Models trained with CGM data were able to accurately predict glucose values at 15 (RMSE: 0.19 mmol/L, rho: 0.96) and 60 minutes (RMSE: 0.59 mmol/L, rho: 0.72). Performance at 15 (RMSE: 0.29 mmol/L, rho: 0.99) and 60 minutes (RMSE: 0.70 mmol/L, rho: 0.78) was comparable in individuals with Type 2 diabetes. Incorporation of physical activity data only slightly improved glucose prediction in both the total study population (15-minute RMSE: 0.18 mmol/L, rho: 0.97; 60-minute RMSE: 0.58 mmol/L; rho: 0.73) and Type 2 diabetes population (15-minute RMSE: 0.27mmol/L, rho: 0.99; 60-minute RMSE: 0.70 mmol/L, rho: 0.79). According to surveillance error grids, glucose prediction was clinically safe at both 15 (>99%) and 60 minutes (>98%). In general, the models tended to underestimate rather than overestimate the actual glucose values.

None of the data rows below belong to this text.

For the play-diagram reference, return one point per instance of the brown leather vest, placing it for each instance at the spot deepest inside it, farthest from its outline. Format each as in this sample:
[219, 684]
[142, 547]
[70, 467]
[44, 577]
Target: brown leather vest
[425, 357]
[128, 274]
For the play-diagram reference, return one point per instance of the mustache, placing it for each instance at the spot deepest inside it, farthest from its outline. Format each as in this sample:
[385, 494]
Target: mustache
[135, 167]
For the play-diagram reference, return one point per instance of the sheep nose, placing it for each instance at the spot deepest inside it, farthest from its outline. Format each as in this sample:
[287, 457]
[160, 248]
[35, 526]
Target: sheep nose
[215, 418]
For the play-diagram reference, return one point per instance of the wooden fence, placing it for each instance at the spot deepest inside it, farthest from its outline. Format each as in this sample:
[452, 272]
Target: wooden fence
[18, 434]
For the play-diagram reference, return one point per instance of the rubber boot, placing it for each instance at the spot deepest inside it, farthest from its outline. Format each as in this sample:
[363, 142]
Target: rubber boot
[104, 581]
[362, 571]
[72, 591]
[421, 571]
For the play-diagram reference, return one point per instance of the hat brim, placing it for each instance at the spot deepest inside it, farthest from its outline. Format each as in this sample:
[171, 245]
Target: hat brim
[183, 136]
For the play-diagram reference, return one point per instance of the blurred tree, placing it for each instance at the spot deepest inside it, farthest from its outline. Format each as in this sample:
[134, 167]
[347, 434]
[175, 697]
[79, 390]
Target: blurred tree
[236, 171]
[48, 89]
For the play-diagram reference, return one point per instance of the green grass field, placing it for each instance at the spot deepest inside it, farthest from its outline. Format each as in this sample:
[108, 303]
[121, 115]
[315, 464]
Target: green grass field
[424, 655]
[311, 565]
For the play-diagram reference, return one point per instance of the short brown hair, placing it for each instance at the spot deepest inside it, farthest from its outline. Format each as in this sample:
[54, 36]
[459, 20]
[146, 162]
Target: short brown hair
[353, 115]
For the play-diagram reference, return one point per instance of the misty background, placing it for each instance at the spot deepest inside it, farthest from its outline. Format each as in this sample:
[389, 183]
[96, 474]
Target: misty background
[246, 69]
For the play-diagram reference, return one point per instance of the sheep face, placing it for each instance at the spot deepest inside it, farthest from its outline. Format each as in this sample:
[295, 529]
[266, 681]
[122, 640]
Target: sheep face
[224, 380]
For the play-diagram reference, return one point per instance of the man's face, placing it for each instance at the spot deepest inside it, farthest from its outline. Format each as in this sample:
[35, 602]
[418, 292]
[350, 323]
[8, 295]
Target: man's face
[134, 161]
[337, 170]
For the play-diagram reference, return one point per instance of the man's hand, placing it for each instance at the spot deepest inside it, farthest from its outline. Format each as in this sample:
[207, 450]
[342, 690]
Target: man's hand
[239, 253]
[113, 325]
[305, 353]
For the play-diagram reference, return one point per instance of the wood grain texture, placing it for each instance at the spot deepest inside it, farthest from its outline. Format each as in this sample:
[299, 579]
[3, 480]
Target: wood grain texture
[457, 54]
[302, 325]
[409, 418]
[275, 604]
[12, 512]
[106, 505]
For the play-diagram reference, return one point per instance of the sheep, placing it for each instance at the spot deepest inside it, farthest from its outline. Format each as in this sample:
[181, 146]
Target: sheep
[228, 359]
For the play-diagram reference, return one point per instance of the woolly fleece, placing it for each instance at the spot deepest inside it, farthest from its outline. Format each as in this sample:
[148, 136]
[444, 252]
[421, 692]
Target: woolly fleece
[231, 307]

In this proof-of-principle study, the authors showed that machine learning-based models are capable of accurately and safely predicting glucose values at 15- and 60-minute intervals. As such, the prediction models can be used to improve closed-loop dosing systems by overcoming sensor delay and bridging periods of sensor malfunction. Future research should extend and validate these results in individuals with Type 1 diabetes.

Cobelli C et al. Artificial pancreas: past, present, future. Diabetes. 2011;60(11):2672-82. Bruttomesso D. Toward Automated Insulin Delivery. N Engl J Med. 2019;381(18):1774-5. Weisman A et al. Effect of artificial pancreas systems on glycaemic control in patients with Type 1 diabetes: a systematic review and meta-analysis of outpatient randomised controlled trials. Lancet Diabetes Endocrinol. 2017;5(7):501-12. Kumareswaran K et al. Feasibility of closed-loop insulin delivery in Type 2 diabetes: a randomized controlled study. Diabetes Care. 2014;37(5):1198-203. Woldaregay AZ et al. Data-driven modeling and prediction of blood glucose dynamics: machine learning applications in Type 1 diabetes. Artif Intell Med. 2019;98:109-34. Schram MT et al. The Maastricht Study: an extensive phenotyping study on determinants of Type 2 diabetes, its complications and its comorbidities. Eur J Epidemiol. 2014;29(6):439-51. Klonoff DC et al. The surveillance error grid. J Diabetes Sci Technol. 2014;8(4):658-72. Pfutzner A et al. Technical aspects of the Parkes error grid. J Diabetes Sci Technol. 2013;7(5):1275-81.